Testo:  Susanne E. L. ProbstFoto: (Lulu) Costel Dorneanu

“LA FIORENTE” 2021 – Passeggiata urbana a cavallo e in carrozza in onore dei Nativi d’America

Quando un uomo si allontana dalla natura il suo cuore diventa duro”  (Proverbio Lakota)

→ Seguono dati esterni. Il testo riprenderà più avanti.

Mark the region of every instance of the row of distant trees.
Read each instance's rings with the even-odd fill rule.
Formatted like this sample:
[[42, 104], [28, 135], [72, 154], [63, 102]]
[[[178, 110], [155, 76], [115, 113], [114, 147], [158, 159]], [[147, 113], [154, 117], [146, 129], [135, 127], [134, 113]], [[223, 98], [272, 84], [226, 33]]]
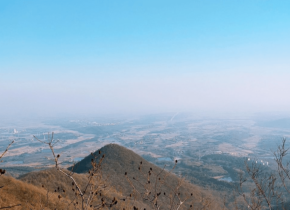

Da sempre colleghiamo i nativi d’America a scene viste e riviste nei classici film western. “Ombre Rosse”, “Sentieri Selvaggi”, e perfino il cult che rivoluzionò il mito cinematografico del Far West, “Piccolo Grande Uomo”, mostrano i temibili indiani a cavallo che assalgono diligenze e attaccano i carri di pionieri e cercatori d’oro che invadono i loro territori natii. Il finale è quasi sempre scontato. Arrivano “i nostri”, ossia l’eroica cavalleria che rincorre (e massacra) gli uni e salva gli altri.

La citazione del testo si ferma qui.